Faut-il entendre des excuses subliminales de Fiodor Bondartchouk lorsque la pénible voix-off du film termine enfin le calvaire, après 2h10 de souffrance ? « Grâce à eux [les héros de Stalingrad], je n’ai aucune idée de ce qu’est la guerre » – de fait, on pourrait alors accorder un peu de sympathie au réalisateur, lucide témoin de son naufrage en forme de délire pyrotechnique aux couleurs artificielles, loin, très loin de ce que n’importe quel quidam pacifiste sait de la guerre grâce aux récits et aux images d’archives. Las, le message est plus simpliste : le sacrifice des héros de Stalingrad a su éviter aux générations suivantes les horreurs de la guerre.
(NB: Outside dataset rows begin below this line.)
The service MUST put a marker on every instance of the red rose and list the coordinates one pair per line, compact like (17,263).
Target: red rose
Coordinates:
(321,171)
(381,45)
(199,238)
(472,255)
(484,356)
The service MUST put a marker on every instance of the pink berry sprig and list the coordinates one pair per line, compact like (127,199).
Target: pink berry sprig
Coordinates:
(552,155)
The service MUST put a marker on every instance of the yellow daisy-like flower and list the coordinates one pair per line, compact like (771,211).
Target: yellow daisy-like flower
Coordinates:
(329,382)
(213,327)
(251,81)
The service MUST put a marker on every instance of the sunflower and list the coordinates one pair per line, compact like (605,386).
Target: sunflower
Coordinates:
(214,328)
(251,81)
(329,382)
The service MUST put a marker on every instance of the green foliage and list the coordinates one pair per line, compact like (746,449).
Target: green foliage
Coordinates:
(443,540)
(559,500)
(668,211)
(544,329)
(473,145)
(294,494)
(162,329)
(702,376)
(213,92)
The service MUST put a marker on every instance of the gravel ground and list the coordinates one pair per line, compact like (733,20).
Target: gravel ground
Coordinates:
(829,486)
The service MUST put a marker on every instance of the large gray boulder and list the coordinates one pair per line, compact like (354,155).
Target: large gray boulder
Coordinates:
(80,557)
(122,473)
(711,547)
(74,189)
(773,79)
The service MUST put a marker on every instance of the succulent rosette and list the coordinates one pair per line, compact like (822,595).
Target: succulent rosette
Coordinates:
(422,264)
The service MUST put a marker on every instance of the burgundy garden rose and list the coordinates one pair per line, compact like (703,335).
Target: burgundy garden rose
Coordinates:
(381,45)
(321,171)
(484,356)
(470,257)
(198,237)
De la part d’un cinéaste auteur d’un film sur la guerre d’Afghanistan, il y a de quoi sourire.

Stalingrad est une longue démonstration des dérives du cinéma contemporain vers une nouvelle conception de la création cinématographique chez certains réalisateurs, maîtres d’une caméra infirme, borgne, constamment sous perfusion technologique. Le film s’étire sur plus de deux heures puisque les trois-quarts des scènes sont montés au ralenti, l’effet spécial favori des créateurs et spectateurs hyperactifs, incapables d’envisager un plan fixe ou un moment de contemplation. Doit-on y voir un paradoxe ? Non, une simple continuité, logique, dans l’excès de découpage, pour mieux masquer l’absence de toute idée de mise en scène. Le ralenti moderne permet de mettre en lumière une action, la plupart du temps corporelle (bagarre, sauts, cascades…), que l’on ne pourrait pas admirer aussi bien si elle était montrée en temps réel ; dans les premiers temps du cinéma, le ralenti servait davantage à souligner une émotion (un regard, un visage qui se tourne…) : de l’excès d’émotion au trop-plein d’action, le résultat reste finalement le même. Il sert toujours le besoin de profusion, l’outrance et le mauvais goût du spectateur. En somme, le ralenti est une métaphore cinématographique de la société de consommation.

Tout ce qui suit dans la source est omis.